First, import everything we need for the tabular model

In [None]:
!pip install -Uqq fastai  # upgrade fastai on colab
from fastai.tabular.all import *
from sklearn.model_selection import train_test_split

To create [TabularDataLoaders](https://docs.fast.ai/tabular.data.html#TabularDataLoaders), you need to assign the variables to dependent, categorical and continuous variables

In [None]:
# Write your code here
y_names = 'Global_Sales'
cat_names = ['Platform', 'Genre', 'Rating']
cont_names = ['Year_of_Release', 'Critic_Score', 'Critic_Count', 'User_Score', 'User_Count']

fast.ai contains classes that define [transformations](https://docs.fast.ai/tabular.transform.html) for preprocessing. Provide a list of appropriate preprocessing steps.

In [None]:
# Write your code here
procs = [FillMissing, Categorify, Normalize]

You also need to define the train and validation set (using indices!). 
- Use a train/test split of 80/20

In [None]:
# Write your code here
train_idx, valid_idx = train_test_split(range(len(df)), test_size=0.2, random_state = 0)

Now you're ready to create the [TabularDataLoaders](https://docs.fast.ai/tabular.data.html#TabularDataLoaders) that you'll use for training.
- Use the Factory Method that creates the `dls` from a dataframe
- Set the batch size to 16

In [None]:
dls = TabularDataLoaders.from_df(df=df, y_names=y_names, valid_idx=valid_idx, 
                                 procs=procs, cat_names=cat_names, cont_names=cont_names, 
                                 bs=64)

How many features numerical and categorical feautures are created by the dataloaders after preprocessing the data?
- print the names and the count of these features

In [None]:
# Write your code here
print('Categorical feature names:', dls.cat_names)
print('Number of categorical features:', len(dls.cat_names))
print('Continuous feature names:', dls.cont_names)
print('Number of continuous features:', len(dls.cont_names))

## Modeling

### Create Learner

Create an [appropriate learner](https://docs.fast.ai/tabular.learner.html) for data. A learner creates a neural network for us.
- Use 100 nodes in the first and 50 nodes in the second layer
- Choose the [metrics](https://docs.fast.ai/metrics.html) *root mean squared error* and mean *absolute error*. You can pass a list of metrics to the learner.

In [None]:
# Write your code here
# Limiting the output activation fixes instable training and leads to better results
range_scale = 1.2
y_range = (float(df.iloc[train_idx].Global_Sales.min() * range_scale),
           float(df.iloc[train_idx].Global_Sales.max() * range_scale))

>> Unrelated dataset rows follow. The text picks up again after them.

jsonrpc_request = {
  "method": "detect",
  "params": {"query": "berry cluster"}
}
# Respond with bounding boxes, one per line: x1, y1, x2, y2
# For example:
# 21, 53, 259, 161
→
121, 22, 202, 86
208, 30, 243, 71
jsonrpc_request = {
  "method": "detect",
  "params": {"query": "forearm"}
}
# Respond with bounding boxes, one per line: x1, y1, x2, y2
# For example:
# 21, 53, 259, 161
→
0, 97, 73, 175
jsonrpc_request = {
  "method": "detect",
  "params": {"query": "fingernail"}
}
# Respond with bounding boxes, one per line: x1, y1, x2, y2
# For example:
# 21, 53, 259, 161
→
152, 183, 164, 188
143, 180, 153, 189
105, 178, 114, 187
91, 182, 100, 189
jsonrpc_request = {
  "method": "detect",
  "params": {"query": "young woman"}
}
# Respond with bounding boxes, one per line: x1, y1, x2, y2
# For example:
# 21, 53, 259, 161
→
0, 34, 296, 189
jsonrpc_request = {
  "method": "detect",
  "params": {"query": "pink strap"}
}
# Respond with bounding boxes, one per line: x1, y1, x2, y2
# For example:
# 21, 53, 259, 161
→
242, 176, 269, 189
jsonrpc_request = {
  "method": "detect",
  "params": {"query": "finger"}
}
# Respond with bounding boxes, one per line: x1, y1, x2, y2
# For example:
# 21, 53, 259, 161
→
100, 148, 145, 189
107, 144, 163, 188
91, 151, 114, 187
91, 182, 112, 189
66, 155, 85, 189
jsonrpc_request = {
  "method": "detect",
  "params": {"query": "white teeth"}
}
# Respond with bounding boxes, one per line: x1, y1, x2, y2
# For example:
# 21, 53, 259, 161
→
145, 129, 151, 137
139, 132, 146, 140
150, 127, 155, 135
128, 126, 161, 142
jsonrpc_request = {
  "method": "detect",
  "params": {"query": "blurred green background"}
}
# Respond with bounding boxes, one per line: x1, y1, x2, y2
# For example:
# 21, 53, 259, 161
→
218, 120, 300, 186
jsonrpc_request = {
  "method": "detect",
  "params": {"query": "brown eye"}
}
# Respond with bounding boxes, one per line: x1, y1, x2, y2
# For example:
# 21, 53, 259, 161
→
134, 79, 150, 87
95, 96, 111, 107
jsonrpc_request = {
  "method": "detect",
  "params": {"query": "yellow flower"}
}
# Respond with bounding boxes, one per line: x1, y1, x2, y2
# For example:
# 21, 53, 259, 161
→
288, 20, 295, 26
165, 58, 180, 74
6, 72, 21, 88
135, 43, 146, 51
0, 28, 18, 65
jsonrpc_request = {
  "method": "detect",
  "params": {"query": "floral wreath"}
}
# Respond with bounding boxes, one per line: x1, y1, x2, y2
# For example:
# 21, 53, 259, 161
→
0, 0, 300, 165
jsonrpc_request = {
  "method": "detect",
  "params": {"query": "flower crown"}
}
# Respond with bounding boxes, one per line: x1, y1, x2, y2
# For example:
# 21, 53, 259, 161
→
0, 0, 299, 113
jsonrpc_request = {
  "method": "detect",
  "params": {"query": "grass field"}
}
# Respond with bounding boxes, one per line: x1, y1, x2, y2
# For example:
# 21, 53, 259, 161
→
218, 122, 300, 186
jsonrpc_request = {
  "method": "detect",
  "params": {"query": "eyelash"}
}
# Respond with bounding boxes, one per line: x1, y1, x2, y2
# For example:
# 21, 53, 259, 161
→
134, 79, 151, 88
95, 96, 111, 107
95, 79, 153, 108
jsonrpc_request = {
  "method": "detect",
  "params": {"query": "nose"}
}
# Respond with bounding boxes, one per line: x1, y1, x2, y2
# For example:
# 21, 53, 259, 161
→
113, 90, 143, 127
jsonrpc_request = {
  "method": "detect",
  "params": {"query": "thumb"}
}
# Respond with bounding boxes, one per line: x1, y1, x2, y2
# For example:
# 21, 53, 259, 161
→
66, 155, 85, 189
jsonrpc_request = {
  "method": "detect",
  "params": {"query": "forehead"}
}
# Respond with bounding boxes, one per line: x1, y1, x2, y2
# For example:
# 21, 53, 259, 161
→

learn = tabular_learner(dls, layers=[100,50], metrics=[rmse, mae], y_range=y_range)

How many Embeddings are there in the model? Use `learn.dls.show_batch()` to explain why!

In [None]:
# Write your answer here
learn.model

In [None]:
learn.dls.show_batch()

In [None]:
# Write your answer here
# Eight Embeddings: thre for cat. Platform, Genre, Rating and five
# additional embedding layers for continuous variables containing na-values

### Find the learning rate 
You need to find a suitable learning rate for the training
- Read the [docs](https://fastai1.fast.ai/callbacks.one_cycle.html) how to find the right learning rate
- Repeat this step until you get a meaningful plot ;)

In [None]:
# Write your code here
learn.lr_find()

### Fit the model

- How many epochs (cycles) are necessary to train the model? Is there a problem with overfitting?

In [None]:
# Write your answer and code here
# More than 3 rounds/epochs may increase the chances for overfitting
# Trial and error!
learn.fit_one_cycle(10, lr_max=5e-3)

### Evaluate the model

Report the in-sample as well as the out-of-sample performance usinge the mean absolute error.

In [None]:
# Write your code here
print("in-sample performance: {}".format(np.array(learn.validate(ds_idx=0)[2])))

In [None]:
# Write your code here
print("out-of-sample performance: {}".format(np.array(learn.validate(ds_idx=1)[2])))

## Discussion

Looking at the results, discuss the advantages and disadvantages of deep learning for tabular data.

In [None]:
# Write your answer here
# Some points you could have mentioned:

# Advantages
# - does not require feature engineering
# - thus, it can flexibly adapt to new challenges

# Disadvantages
# - often requires large amount of data
# - requires high compiuting power 
# - training ist often time consuming